For centuries, technology has been used to improve situational awareness, but the realisation has sometimes fallen short. The 1990s network-centric warfare initiative in the U.S. DoD developed operative situational awareness but neglected the tactical level, which exposed the military to micro-manage battlefield. Tactical Data Links have provided superior connectivity since the 1970s but a vast array of deployed datalinks have delayed the update of tactical communications and now there is a need for a wide leap from formatted messages to Internet Protocol data transfer. Computerisation of battle management has left the commanders with screens full of up-to-date, detailed information, but exposed to challenges in recognising the essentials from the amount of information. The development of technology introduces first time a cognitive-level companion to soldiers. Are they ready to trust artificial advice in stressful situations?

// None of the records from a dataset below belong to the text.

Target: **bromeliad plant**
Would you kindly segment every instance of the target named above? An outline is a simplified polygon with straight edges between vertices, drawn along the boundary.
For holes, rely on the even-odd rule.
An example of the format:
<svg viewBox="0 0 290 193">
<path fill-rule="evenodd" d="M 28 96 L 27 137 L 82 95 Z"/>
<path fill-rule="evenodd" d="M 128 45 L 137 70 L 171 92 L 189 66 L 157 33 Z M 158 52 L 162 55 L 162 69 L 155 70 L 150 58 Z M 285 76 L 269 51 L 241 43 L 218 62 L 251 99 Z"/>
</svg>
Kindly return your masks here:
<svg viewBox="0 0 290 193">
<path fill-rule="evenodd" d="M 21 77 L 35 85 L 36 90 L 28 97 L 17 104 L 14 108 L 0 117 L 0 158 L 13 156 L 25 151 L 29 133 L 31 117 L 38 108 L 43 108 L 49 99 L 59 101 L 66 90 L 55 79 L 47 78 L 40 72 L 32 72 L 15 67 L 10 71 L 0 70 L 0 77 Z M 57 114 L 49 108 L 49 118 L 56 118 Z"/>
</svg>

Figure 1: Evolution of Military Systems of systems

Recently, Artificial Intelligence technology (AI) has promised to bring visibility through the “fog on the battlefield”. There are four mistakes that the military should avoid in implementing Artificial Intelligence in this concern: 

1. New technology makes soldiering harder for individuals, although it adds capability;

2. AI introduces a new kind of cognition on the battlefield;

3. Decision-making will be accelerated to machine speeds; 

4. AI will introduce new ways for deception on the battlefield. 

Let’s look at each of them more in detail.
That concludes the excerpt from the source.